Episode Transcript
[00:00:10] Speaker A: Hello and welcome to the Fogarty Literary Award podcast. Today we are recording Awal Yalep in Whadjuk Nyungar Buja. And I'd like to acknowledge our first storytellers along with Noongar elders past and present.
My name is Kathryn Alam. In 2023, I won the Fogarty Literary Award for my novel, the Skeleton House.
The Fogarty Literary Award is proudly sponsored by the Fogarty Foundation, Fremantle Press and the Centre for Stories. The winner receives a publishing contract with Fremantle Press, a $20,000 cash prize, a residency with the center for Stories, along with a stipend of $1,500.

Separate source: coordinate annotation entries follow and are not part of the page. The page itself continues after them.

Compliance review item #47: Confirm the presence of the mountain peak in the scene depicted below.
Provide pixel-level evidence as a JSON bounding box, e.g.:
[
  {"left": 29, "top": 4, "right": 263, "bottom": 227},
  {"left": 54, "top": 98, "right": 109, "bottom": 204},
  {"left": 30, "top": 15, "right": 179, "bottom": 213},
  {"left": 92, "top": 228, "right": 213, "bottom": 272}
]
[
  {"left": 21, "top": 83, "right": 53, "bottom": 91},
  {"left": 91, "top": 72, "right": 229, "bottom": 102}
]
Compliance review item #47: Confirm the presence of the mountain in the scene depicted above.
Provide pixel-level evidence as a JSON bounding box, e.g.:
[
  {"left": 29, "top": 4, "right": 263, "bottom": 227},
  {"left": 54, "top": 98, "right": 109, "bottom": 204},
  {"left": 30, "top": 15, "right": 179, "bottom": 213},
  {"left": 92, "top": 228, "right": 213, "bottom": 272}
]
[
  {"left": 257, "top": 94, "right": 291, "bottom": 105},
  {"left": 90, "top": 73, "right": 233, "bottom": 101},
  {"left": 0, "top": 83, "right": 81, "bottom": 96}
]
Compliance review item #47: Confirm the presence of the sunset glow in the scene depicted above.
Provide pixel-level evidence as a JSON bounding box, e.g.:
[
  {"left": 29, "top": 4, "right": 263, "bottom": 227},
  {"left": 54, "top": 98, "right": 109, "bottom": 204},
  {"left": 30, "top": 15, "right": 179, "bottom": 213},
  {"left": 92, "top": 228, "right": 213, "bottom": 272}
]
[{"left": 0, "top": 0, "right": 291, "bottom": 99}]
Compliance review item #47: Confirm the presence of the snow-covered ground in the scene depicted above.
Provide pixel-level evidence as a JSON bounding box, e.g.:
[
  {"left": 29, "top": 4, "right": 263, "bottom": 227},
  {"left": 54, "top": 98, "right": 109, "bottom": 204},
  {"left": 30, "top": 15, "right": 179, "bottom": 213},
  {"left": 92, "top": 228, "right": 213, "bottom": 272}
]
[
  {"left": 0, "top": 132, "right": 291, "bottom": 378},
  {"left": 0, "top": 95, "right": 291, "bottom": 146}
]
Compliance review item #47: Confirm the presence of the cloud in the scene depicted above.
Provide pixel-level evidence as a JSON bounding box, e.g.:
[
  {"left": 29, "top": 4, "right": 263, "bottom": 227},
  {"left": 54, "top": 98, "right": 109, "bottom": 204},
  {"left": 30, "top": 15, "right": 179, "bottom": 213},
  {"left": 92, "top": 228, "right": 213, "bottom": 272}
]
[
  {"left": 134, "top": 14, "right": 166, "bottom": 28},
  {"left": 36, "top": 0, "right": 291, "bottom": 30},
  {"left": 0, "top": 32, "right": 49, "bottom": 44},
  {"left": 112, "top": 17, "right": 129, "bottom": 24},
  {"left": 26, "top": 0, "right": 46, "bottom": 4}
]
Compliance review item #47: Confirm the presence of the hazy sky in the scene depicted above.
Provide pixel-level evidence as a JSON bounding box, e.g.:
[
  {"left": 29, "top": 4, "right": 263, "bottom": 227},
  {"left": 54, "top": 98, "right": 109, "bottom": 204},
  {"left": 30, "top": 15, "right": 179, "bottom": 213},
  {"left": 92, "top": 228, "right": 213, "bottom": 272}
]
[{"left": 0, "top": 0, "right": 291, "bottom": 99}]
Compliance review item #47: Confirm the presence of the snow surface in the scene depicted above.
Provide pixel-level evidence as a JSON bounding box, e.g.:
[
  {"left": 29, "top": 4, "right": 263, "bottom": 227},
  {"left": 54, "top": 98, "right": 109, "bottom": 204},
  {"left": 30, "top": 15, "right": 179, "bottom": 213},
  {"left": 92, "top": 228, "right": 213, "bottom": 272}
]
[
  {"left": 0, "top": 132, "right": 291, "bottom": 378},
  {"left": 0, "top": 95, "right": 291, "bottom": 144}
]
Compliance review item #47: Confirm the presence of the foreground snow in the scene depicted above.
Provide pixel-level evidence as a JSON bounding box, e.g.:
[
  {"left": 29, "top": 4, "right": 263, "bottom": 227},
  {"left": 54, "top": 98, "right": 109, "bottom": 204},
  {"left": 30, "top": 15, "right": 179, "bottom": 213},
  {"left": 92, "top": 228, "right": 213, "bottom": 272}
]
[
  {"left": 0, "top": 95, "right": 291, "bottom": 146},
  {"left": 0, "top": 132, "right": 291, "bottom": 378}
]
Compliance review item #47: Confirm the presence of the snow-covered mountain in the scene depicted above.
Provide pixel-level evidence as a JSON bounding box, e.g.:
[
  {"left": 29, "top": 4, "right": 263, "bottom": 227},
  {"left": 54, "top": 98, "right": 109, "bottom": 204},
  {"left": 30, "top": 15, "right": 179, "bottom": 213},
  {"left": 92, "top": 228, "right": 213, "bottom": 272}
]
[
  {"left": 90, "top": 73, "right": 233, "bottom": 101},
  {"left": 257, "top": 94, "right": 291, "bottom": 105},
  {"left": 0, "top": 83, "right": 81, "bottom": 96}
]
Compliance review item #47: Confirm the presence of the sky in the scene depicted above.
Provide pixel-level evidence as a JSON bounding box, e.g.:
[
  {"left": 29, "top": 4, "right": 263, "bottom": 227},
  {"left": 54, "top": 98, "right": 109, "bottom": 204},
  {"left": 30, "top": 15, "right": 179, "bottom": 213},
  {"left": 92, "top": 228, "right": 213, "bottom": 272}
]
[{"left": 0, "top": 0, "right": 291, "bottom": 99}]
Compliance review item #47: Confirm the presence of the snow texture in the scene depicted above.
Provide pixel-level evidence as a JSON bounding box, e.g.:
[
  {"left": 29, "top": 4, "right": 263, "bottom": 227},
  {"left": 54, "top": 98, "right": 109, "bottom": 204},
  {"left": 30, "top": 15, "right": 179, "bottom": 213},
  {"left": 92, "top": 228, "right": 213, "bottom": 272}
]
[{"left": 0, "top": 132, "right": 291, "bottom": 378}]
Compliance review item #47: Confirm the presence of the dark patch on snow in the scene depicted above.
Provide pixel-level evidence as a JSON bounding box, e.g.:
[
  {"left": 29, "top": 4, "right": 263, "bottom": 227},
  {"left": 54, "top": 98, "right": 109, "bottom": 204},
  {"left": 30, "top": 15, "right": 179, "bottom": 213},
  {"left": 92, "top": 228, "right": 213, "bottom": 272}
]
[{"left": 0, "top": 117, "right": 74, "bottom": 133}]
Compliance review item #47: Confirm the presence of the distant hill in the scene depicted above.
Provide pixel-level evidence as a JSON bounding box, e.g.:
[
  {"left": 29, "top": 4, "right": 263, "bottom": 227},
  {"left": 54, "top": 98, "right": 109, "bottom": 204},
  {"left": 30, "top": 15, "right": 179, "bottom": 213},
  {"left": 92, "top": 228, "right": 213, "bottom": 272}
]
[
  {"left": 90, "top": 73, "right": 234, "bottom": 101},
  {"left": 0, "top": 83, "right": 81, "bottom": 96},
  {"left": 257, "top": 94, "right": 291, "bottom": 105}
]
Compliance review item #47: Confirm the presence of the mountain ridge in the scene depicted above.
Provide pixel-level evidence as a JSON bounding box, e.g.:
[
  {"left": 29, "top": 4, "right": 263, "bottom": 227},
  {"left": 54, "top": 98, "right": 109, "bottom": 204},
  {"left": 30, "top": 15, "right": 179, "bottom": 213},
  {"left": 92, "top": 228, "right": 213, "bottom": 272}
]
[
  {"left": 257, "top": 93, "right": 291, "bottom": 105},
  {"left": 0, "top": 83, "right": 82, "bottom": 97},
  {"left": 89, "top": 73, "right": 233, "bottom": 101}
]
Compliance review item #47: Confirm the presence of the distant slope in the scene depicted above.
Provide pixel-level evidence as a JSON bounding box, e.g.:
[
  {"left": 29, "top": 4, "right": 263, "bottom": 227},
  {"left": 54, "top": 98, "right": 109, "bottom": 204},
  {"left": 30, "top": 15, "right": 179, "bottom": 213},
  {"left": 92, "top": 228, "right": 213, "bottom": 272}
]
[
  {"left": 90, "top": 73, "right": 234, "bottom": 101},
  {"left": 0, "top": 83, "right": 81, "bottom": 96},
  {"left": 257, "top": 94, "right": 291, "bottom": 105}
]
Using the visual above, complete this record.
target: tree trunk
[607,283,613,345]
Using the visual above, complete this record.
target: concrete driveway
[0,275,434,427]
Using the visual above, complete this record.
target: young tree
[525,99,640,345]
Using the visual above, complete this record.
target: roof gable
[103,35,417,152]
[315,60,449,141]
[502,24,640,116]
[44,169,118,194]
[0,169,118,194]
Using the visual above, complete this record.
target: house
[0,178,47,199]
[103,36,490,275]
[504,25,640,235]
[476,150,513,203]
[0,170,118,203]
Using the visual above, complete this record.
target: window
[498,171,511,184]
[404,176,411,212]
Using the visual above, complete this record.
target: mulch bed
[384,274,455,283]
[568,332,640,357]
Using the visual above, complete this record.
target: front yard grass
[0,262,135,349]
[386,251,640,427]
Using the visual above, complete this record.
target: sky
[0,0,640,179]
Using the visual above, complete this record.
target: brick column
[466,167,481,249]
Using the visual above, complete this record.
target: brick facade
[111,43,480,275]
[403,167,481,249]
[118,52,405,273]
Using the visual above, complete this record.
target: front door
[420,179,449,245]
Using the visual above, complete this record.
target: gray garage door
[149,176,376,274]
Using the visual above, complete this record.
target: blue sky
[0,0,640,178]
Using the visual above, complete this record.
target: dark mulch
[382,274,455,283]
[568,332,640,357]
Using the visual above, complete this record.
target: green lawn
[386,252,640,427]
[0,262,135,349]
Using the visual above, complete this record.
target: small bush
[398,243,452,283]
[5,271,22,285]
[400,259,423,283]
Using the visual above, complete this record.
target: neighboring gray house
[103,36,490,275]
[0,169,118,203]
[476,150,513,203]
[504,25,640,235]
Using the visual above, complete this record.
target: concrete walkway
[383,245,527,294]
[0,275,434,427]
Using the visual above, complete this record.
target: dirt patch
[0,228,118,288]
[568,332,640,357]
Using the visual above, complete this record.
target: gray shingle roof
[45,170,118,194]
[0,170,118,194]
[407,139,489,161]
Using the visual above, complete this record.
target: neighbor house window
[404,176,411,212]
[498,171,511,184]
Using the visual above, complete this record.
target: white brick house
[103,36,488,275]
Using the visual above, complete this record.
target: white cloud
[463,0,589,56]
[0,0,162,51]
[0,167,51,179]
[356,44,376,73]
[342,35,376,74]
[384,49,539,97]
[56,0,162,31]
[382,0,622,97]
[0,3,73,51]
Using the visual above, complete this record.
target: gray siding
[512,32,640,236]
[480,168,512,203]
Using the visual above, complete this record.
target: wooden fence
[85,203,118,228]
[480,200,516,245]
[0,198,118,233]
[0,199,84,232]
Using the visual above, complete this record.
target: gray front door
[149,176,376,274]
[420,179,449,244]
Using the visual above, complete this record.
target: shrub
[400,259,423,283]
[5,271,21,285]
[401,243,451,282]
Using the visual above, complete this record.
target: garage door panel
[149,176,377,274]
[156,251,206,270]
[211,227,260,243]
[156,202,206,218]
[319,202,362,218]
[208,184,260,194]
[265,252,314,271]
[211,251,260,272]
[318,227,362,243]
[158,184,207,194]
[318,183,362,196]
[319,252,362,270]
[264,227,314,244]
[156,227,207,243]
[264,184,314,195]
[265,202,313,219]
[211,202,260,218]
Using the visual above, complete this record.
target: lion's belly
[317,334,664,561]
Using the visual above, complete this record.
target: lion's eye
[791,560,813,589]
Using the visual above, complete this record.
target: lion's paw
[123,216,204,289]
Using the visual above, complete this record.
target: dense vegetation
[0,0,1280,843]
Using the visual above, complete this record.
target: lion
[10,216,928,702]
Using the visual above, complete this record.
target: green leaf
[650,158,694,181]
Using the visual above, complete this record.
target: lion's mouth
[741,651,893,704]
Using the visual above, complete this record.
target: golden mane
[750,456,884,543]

These opportunities are vital to support our local literary talent. Two years ago, I submitted my manuscript with a very small hope, and being shortlisted was such a boost of confidence and validation of my invisible hard work.
Today's guest is Serena Moss, whose manuscript is called Wreckage.
But first, I'm here with Georgia Richter, publisher at Fremantle Press. Georgia, describe why you chose this manuscript.
[00:01:19] Speaker B: Oh, I've got to say that reading this manuscript was like watching a car crash, both literally and figuratively. By this I mean that you can't look away and you don't even want to, even as the narrator, Carter Reynolds, kills his best mate in a car crash on the very first page.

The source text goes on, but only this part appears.